Duncan is pure panto - meet baron hard-faced.

He is unike any editor I have ever come across in my 40-year career either on a national, provincial paper and magazine.

Meawnhile at The Herald, news editor Holly (Charlotte Riley) is grieving over the death of her flat mate who was knocked down by a police car.

She thinks this 'might be a story' – a budding Woodward and Bernstein she is not.

Enter a newspaper proprietor, played by David Suchet who has had his Poirot moustache surgically removed.

He wants to bank roll some good, old fashioned journalism at The Post.

And there's a rookie reporter who is sent on one of the most sensitive of assignments a 'door knock' – to interview the loved ones of someone who has died.

He is paired with an unhelpful, surly photographer.

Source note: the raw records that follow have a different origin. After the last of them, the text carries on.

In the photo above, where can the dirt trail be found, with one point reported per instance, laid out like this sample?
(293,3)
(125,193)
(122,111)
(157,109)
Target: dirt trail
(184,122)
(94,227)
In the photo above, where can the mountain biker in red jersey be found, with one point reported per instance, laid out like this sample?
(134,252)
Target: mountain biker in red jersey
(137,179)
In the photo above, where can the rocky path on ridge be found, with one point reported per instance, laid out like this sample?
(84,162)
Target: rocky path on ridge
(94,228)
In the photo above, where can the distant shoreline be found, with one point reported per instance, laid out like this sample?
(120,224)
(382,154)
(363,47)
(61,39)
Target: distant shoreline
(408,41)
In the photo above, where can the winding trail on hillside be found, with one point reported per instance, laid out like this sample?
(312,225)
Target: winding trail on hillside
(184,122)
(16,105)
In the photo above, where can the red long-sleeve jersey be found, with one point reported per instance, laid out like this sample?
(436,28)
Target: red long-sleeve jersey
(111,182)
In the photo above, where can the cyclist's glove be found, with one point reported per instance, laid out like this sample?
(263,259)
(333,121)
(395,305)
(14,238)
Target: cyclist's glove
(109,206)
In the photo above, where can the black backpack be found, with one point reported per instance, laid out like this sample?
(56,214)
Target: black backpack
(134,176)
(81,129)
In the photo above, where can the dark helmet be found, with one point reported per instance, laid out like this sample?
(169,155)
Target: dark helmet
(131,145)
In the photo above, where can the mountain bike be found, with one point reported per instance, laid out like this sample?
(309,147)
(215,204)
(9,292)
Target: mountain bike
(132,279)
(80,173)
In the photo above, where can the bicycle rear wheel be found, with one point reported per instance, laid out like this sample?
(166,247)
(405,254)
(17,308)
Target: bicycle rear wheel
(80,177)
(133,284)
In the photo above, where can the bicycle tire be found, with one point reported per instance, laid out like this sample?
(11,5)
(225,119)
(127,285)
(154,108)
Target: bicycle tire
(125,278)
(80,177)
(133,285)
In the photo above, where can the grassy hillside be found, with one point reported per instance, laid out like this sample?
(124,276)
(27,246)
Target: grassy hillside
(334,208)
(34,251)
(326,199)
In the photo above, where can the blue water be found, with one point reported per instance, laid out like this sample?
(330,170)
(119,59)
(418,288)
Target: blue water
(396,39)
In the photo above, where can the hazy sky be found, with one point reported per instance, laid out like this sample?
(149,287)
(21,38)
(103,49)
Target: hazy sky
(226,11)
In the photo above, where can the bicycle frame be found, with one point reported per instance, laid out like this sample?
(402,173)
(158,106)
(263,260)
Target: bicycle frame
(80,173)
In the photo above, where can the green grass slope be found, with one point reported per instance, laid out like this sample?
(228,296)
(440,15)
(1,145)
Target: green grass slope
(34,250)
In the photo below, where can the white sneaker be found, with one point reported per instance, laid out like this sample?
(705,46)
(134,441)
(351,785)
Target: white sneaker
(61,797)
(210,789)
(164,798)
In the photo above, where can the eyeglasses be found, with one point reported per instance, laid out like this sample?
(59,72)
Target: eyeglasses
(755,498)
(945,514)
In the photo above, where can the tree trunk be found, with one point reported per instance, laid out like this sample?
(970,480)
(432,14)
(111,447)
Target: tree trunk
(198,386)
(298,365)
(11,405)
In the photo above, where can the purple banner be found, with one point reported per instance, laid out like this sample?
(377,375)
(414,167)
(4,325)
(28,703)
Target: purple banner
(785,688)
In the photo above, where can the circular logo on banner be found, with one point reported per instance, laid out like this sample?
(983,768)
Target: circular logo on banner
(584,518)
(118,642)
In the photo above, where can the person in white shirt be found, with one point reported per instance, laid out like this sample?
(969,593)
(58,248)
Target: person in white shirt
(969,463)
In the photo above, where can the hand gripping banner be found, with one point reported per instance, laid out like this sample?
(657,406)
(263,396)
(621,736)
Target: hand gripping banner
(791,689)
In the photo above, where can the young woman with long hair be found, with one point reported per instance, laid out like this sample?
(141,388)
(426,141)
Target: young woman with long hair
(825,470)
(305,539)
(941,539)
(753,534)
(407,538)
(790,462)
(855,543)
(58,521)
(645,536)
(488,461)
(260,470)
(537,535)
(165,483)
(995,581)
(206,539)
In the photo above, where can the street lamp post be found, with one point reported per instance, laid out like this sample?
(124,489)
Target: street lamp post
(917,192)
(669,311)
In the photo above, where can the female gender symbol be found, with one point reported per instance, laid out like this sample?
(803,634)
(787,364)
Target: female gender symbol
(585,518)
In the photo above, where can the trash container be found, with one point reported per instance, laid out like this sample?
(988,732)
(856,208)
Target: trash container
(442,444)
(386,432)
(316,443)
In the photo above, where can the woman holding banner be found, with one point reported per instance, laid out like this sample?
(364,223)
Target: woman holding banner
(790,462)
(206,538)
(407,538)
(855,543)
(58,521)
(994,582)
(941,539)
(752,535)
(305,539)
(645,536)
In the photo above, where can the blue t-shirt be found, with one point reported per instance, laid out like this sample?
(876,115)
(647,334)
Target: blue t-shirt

Now this has never happened to me.

Professional camaraderie gets results when you are out and about on a job.

Teamwork is crucial – 'we are all in it together' is the adage otherwise you will not gain trust.

The writer, Mike Bartlett, has never worked in a news room and it shows.

He may have interviewed various newspapers but has come away with a deluded outlook and an empty notebook.

There is not a redeeming character in this far-fetched production and there is also one key element of newspaper life missing - humour.

Laughter is a defence mechanism amid the highs and lows, the successes and disappointments.

I won't be boosting the circulations of Press ... sorry, its ratings.

But I will happily nominate it for a DAFTA.